MOUNT WASHINGTON, N.H. - Authorities warned of increasing avalanche danger Friday a day after a skier died on the Northeast's highest mountain.

Thursday's was one of at least four human-triggered avalanches on the mountain that day, and more were possible as slabs of snow formed by wind warmed up and weakened, according to the Mount Washington Avalanche Center's daily forecast.

"Moderate avalanche danger exists today with a warm and wetting snowpack," the centre wrote. "If you find yourself sinking into mushy, wet snow, it is time to get off the slope."

The victim, whose name has not been released, was skiing by himself Thursday afternoon in an area called Raymond Cataract near Tuckerman Ravine. The avalanche was reported at 1:30 p.m., and the man was dug out about an hour later, buried under 5 feet (1.5 metres) of snow, said Evan Burks, a spokesman for the White Mountain National Forest. Rescuers performed CPR, but the man was pronounced dead several hours later.

Burks said the skier's death highlighted the importance of travelling in groups, being prepared for changing conditions and paying attention to the forecasts.

Longtime climbing guide Rick Wilcox agreed.

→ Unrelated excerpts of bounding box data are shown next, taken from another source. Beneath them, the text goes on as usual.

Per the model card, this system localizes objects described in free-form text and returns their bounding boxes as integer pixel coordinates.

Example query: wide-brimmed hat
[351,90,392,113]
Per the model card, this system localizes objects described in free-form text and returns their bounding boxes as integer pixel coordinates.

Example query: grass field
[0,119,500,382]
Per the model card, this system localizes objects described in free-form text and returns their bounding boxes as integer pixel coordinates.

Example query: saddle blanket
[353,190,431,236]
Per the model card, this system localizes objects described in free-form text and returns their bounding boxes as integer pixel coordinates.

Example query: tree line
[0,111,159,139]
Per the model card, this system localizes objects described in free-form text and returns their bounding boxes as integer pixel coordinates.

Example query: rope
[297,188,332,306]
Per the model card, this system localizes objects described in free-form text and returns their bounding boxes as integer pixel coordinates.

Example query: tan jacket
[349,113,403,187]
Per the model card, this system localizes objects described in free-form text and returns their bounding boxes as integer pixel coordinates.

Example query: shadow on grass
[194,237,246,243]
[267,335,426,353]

"So many people use Mount Washington, and so many people don't have much information about the snow conditions," said Wilcox, past president of the volunteer Mountain Rescue Service.

At 6,288 feet (1,916 metres) tall, Mount Washington is the highest peak in the Northeast and is notorious for its bad weather. Friday marked the 85th anniversary of a record wind speed there in 1934. The 231-mph gust remains on the record books as the highest wind speed ever observed by man, though in 1996, an unmanned instrument station in Barrow Island, Australia, recorded a gust of 253 mph.

In February, a Massachusetts man died in what the avalanche centre called a "long sliding fall," the most common cause of death in New Hampshire's Presidential Range. Jeremy Ullman, a 37-year-old neuroscientist at Boston Children's Hospital, died after slipping and falling more than 300 feet (91 metres) into a boulder-strewn area.

Last month, Forest Service snow rangers helped search for a missing 21-year-old Massachusetts man who may have been seen on Mount Washington on March 8. His vehicle was located at a trailhead parking lot March 16.